On October 26th, the SEC published 38 new FAQs on Form ADV and IARD. While the majority of these FAQs explain how the SEC expects advisers to handle special situations, such as the timing of new adviser registrations, transitioning between different types of registrations or withdrawing an adviser’s registration, there were 8 FAQs which may have an impact on advisers’ upcoming Form ADV annual updates. We’ve summarized these 8 FAQs below, but also recommend you review all the new FAQs carefully.
• Item 1.B (Names Under Which You Conduct Advisory Business) – advisers are required to list all company names under which they primarily conduct advisory business, which includes all company names through which supervised persons, IARs and independent contractors (meeting the definition of “employee”) conduct advisory business on behalf of the adviser.

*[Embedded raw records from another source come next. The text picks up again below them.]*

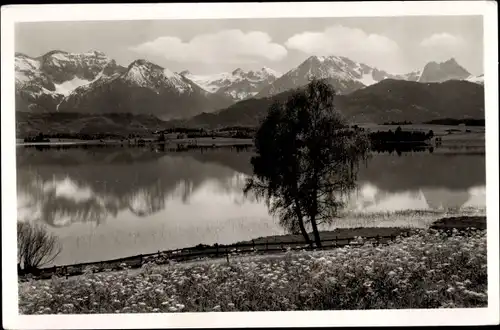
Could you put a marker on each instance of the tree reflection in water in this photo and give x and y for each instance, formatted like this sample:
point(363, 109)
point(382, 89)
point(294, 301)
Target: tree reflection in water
point(94, 183)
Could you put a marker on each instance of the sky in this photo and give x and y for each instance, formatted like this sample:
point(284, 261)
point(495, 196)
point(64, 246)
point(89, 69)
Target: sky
point(394, 44)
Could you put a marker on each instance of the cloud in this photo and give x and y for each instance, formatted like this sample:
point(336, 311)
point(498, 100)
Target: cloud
point(443, 46)
point(227, 46)
point(372, 49)
point(443, 40)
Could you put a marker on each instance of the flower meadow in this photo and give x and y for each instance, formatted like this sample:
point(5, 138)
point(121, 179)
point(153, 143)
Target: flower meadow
point(430, 269)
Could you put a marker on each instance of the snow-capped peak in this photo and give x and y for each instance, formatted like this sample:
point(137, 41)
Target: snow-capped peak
point(149, 75)
point(237, 84)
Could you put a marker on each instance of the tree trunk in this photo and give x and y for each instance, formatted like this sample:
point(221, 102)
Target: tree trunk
point(301, 223)
point(317, 238)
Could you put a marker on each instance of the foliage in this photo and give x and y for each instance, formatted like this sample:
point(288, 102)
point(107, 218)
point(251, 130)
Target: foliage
point(427, 270)
point(306, 156)
point(36, 247)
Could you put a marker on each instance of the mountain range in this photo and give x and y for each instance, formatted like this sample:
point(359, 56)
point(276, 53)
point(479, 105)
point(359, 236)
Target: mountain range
point(93, 83)
point(388, 100)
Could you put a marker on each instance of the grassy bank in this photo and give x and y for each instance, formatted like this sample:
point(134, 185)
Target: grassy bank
point(430, 269)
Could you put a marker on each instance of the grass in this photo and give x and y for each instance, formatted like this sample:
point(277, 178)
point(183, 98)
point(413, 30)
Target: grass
point(430, 269)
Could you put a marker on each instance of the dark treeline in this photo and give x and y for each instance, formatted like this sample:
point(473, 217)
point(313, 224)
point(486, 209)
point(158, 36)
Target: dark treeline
point(37, 138)
point(401, 148)
point(398, 123)
point(455, 122)
point(399, 136)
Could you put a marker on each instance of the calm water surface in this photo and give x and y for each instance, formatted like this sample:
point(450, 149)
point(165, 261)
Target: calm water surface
point(107, 203)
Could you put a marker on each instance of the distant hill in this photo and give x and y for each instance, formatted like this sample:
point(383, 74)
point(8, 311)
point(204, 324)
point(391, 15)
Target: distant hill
point(388, 100)
point(119, 124)
point(398, 100)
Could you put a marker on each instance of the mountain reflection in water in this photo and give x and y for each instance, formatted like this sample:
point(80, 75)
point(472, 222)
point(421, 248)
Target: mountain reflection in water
point(111, 202)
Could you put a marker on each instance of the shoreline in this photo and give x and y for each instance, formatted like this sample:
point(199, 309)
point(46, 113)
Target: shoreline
point(267, 245)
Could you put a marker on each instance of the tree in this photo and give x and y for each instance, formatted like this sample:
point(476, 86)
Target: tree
point(35, 246)
point(307, 159)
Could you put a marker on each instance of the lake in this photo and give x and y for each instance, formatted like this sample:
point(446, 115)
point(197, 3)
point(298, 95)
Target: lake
point(111, 202)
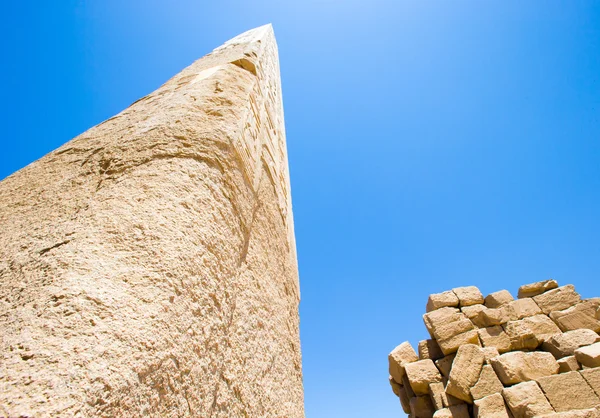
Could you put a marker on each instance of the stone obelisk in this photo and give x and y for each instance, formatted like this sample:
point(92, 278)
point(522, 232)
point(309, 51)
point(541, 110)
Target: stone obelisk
point(148, 266)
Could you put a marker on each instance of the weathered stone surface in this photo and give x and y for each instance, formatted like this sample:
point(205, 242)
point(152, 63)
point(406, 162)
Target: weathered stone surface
point(519, 366)
point(487, 384)
point(421, 407)
point(399, 357)
point(521, 336)
point(495, 337)
point(592, 377)
point(457, 411)
point(420, 374)
point(451, 345)
point(441, 317)
point(568, 391)
point(465, 372)
point(430, 349)
point(526, 400)
point(148, 267)
point(582, 315)
point(444, 365)
point(522, 308)
point(563, 345)
point(492, 406)
point(542, 327)
point(557, 299)
point(441, 300)
point(589, 356)
point(568, 364)
point(537, 288)
point(497, 299)
point(468, 295)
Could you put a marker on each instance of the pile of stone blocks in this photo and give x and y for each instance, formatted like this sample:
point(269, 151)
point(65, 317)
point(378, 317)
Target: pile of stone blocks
point(534, 356)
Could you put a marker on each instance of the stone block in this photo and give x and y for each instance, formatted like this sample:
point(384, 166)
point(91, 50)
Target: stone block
point(521, 336)
point(557, 299)
point(592, 377)
point(518, 366)
point(526, 400)
point(492, 406)
point(568, 364)
point(420, 374)
point(451, 345)
point(487, 384)
point(497, 299)
point(495, 337)
point(444, 365)
point(457, 411)
point(441, 300)
point(568, 391)
point(399, 357)
point(429, 349)
point(465, 372)
point(468, 295)
point(542, 326)
point(589, 356)
point(582, 315)
point(537, 288)
point(522, 308)
point(438, 395)
point(421, 407)
point(563, 345)
point(440, 317)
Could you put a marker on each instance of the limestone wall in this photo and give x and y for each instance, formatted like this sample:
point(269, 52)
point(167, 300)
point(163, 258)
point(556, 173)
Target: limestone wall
point(536, 356)
point(148, 266)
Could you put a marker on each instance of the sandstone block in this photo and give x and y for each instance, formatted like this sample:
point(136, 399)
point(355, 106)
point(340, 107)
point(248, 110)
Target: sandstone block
point(488, 383)
point(497, 299)
point(399, 357)
point(438, 395)
point(472, 311)
point(519, 366)
point(534, 289)
point(563, 345)
point(468, 295)
point(526, 400)
point(442, 300)
point(452, 329)
point(495, 337)
point(451, 345)
point(592, 377)
point(492, 406)
point(568, 391)
point(421, 407)
point(444, 365)
point(589, 356)
point(420, 374)
point(521, 336)
point(557, 299)
point(457, 411)
point(523, 308)
point(582, 315)
point(542, 326)
point(441, 317)
point(465, 372)
point(568, 364)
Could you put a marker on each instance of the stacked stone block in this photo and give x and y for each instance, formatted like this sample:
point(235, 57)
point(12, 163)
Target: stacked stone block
point(499, 357)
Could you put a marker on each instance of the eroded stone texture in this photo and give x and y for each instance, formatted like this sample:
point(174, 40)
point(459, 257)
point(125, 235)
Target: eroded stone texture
point(148, 266)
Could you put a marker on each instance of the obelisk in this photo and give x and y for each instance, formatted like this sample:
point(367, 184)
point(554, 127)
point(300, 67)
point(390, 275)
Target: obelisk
point(148, 266)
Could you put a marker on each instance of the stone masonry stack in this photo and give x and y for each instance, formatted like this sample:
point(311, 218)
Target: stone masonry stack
point(536, 356)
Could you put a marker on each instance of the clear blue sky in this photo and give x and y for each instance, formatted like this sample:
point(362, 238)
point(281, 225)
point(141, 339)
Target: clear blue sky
point(431, 145)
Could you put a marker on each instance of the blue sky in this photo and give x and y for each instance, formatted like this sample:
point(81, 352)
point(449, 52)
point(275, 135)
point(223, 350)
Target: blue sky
point(431, 145)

• Items 5.C.(1) and 5.D (Number of Clients) – advisers should include in their client counts any clients for whom the adviser provides investment advisory services, even if the adviser does not have RAUM for the client(s). Clients that do not compensate the adviser should also be counted. Do not include clients that are only receiving non-advisory services, such as accounting services.
• Item 5.G (Types of Advisory Services) – this specific FAQ clarifies that automated/robo investment advice should not be categorized as “Other” because the SEC sees automated investment advice to simply be a means of providing the types of advisory services listed in Item 5.G. While this FAQ is focused on automated investment advice, we often see the “Other” category used for other means of providing investment advice, such as sub-advisory. If you are currently utilizing the “Other” category, you may want to consider whether the service listed is truly another type of service, or just another means of providing advisory services.
• Schedule D, Section 5.K.(1) (Investment Types for SMAs) – ETFs should be classified as (ix) Securities Issued by RICs or BDCs rather than (i) Exchange-Trade Equity Securities.
• Schedule D, Section 7.B.(1) (Private Fund Reporting) – advisers to newly created private funds should only indicate in Question 23(a) that the private fund is subject to an annual audit if an auditor has been engaged to conduct an audit for the applicable fiscal year.
• Schedule D, Section 7.B.(1) (Private Fund Reporting) – if a private fund’s audited financial statements for the most recently completed fiscal year have not yet been distributed at the time of the Form ADV filing, Question 23(g) should be answered as follows: Yes, if an auditor has been engaged and the audited financials will be distributed as required. No, if the applicable deadline for distribution has passed and the audited financials were not distributed.
• Schedule D, Section 7.B.(1) (Private Fund Reporting) – if an administrator is engaged to value a private fund’s assets, the administrator carries out all valuation procedures and the adviser uses the administrator’s values for subscriptions, redemptions, fee calculations, etc., the adviser should consider those assets to valued by the administrator when answering Question 27 even if the adviser believes itself to be ultimately responsible for valuing the fund’s assets.
• Part 2A, Item 2 (Material Changes to Brochure) – advisers are required by the Form ADV Instructions to identify and discuss material changes to the Brochure. Solely listing the material changes is insufficient.